(541d) Rational Tailoring of Solvent Recipes for Acid-Catalyzed Dehydration of Biomass-Derived Lactones

Non-covalent interactions of organic solvents and their mixtures in water are observed to affect the rates of acid catalysed reactions of biomass-derived platform chemicals. Because of the differential stabilization of acidic protons in different solvents, mixtures of organic solvents with water are proposed, wherein on increasing the fraction of the organic phase, the aqueous phase is observed to preferentially cluster around the reactant with increased hydrogen bonding interactions. Moreover, acid catalysed reactions conducted in zeolites, also show an additional positive confinement effect, for which the stabilization of the transition state by the zeolite pores, leads to a lowering of activation energy. Our group has carried out simulations in explicit solvent environments using Car–Parrinello Molecular Dynamics (CPMD) and density functional theory (DFT) simulations and compare the two implicit and explicit solvation model to explain the reactivity of biomass-derived platform lactones in water and tetrahydrofuran (THF).

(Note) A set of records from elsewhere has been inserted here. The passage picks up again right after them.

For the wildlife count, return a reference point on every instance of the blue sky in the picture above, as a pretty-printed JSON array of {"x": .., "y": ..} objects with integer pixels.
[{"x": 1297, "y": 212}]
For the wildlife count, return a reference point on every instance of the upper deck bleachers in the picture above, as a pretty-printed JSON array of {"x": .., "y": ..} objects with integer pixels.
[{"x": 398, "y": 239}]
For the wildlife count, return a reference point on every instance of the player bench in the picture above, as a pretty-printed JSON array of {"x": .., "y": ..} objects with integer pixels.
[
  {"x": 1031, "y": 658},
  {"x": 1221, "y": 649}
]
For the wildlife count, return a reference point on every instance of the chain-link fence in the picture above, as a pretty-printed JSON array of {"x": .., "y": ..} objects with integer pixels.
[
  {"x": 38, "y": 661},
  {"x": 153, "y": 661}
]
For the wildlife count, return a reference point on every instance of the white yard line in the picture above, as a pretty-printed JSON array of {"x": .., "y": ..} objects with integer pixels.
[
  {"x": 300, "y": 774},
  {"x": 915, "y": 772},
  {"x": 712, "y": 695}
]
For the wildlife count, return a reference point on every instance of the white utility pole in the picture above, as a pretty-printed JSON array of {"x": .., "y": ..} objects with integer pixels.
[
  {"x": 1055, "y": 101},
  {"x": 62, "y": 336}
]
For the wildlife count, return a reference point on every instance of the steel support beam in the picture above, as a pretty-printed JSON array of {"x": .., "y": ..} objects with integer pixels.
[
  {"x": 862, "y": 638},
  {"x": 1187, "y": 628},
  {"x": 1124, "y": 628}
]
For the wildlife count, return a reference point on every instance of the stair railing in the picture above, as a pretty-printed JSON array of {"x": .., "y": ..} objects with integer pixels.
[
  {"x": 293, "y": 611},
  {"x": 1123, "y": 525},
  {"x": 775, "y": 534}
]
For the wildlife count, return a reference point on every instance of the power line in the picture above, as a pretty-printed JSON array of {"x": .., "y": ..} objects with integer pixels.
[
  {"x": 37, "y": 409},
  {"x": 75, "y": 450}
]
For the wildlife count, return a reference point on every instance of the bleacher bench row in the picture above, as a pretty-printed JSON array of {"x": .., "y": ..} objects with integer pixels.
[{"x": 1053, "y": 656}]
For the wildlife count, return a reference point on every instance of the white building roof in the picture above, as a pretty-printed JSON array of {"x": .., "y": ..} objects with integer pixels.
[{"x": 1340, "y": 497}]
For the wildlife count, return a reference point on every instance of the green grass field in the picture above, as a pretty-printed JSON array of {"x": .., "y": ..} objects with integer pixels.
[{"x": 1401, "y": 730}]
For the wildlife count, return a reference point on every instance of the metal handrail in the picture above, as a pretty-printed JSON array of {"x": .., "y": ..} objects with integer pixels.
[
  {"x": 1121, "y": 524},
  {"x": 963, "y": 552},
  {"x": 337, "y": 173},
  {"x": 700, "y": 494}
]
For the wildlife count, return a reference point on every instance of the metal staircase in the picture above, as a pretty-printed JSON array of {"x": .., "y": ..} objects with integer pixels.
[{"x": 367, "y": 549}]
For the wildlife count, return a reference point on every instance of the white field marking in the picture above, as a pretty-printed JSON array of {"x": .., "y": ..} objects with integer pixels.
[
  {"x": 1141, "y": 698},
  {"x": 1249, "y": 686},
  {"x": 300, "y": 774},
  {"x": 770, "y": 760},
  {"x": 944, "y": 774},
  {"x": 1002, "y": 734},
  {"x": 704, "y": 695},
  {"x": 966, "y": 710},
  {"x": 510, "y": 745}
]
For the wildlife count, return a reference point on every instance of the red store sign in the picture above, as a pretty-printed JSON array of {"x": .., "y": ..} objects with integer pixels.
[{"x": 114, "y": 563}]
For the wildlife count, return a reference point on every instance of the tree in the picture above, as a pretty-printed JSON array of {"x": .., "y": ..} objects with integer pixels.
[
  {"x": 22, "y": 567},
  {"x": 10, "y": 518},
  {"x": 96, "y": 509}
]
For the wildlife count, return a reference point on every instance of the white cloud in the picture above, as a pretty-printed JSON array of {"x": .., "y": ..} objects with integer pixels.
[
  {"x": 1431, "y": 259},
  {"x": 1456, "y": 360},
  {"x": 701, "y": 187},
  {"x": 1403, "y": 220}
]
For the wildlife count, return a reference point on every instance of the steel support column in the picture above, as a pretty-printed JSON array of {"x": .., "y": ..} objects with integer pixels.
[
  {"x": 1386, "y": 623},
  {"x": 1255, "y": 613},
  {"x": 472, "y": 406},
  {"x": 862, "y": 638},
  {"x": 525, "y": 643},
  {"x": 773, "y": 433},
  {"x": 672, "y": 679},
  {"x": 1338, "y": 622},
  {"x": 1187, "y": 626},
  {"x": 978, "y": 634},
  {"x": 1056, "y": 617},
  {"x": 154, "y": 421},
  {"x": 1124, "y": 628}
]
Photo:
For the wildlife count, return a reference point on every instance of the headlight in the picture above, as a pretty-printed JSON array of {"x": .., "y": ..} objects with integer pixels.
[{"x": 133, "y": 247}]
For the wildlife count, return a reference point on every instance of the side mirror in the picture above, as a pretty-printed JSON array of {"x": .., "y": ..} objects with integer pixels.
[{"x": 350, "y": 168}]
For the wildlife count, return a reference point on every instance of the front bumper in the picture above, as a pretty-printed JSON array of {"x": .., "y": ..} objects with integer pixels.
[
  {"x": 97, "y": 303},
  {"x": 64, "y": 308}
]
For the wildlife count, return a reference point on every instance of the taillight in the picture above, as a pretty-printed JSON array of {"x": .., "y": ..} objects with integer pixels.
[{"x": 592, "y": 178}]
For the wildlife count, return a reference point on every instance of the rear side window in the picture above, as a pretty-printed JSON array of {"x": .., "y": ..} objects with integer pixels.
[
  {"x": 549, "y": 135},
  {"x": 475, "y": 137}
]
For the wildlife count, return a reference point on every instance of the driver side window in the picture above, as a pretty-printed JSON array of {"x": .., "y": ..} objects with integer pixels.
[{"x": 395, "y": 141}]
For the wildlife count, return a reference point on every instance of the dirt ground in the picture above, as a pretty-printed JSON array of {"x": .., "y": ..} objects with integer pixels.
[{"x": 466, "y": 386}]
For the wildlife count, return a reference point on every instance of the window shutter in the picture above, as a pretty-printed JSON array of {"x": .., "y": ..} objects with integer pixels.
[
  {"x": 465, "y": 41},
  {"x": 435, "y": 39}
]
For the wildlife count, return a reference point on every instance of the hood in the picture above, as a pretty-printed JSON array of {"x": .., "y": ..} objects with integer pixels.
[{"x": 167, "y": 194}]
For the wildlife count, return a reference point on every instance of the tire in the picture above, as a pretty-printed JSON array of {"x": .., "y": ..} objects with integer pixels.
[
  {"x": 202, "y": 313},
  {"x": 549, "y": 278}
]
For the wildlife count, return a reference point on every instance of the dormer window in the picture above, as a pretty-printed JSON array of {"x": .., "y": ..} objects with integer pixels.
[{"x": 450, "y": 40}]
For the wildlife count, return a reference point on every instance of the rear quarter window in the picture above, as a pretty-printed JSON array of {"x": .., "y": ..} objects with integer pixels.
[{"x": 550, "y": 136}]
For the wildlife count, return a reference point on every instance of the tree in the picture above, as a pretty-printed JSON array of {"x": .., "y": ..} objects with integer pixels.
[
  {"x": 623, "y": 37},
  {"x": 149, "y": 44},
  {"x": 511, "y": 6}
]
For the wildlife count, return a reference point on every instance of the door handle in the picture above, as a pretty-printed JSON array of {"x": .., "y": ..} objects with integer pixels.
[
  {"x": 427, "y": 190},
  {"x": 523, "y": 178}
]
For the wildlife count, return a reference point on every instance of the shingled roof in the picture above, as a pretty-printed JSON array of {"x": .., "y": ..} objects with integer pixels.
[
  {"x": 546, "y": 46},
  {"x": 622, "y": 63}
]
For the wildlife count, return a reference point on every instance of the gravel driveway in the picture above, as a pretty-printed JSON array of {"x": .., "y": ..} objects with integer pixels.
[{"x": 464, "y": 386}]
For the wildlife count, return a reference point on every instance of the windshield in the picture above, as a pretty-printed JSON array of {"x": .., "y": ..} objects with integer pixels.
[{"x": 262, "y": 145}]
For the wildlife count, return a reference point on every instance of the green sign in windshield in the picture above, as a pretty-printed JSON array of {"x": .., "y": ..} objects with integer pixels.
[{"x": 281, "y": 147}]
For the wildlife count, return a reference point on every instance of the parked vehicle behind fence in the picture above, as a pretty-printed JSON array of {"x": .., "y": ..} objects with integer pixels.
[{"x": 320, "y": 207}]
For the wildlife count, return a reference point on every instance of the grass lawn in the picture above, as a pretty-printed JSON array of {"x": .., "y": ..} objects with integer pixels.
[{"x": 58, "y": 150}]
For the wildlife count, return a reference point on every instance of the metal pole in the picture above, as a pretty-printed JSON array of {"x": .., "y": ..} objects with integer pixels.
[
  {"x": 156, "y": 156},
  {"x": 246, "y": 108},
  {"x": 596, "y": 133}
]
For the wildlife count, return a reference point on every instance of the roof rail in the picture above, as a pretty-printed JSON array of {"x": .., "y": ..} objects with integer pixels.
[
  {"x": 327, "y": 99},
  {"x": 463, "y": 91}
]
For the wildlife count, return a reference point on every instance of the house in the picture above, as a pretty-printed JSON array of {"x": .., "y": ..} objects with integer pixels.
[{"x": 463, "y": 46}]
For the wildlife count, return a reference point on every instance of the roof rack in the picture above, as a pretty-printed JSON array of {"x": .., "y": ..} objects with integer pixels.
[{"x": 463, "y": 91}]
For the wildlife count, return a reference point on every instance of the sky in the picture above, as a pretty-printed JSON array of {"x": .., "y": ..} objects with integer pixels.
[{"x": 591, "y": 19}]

In this study, effect of organic solvents and their mixtures with water on the dehydration reaction of Mevalonolactone (MVL) are elucidated using ab initio molecular dynamics (AIMD)-metadynamics simulations. The activation free energy barrier for the dehydration of MVL is observed to be higher by around 45 kJ/mol in water as compared to THF due to possible changes in the rate determining step; C-H bond activation in water as compared to C-O bond activation in THF. In mixtures of water and THF, the presence of organic phase is observed to facilitate a water enriched confined space around the reactant, which helps in reducing the activation barrier, compared to pure water and THF. While in the confined pores of zeolite, water molecules are observed to facilitate the abstraction of the proton from the zeolite framework, forming a hydronium ion cluster inside the pore. The nature and size of the hydronium ion formed has consequential significance on reaction kinetics.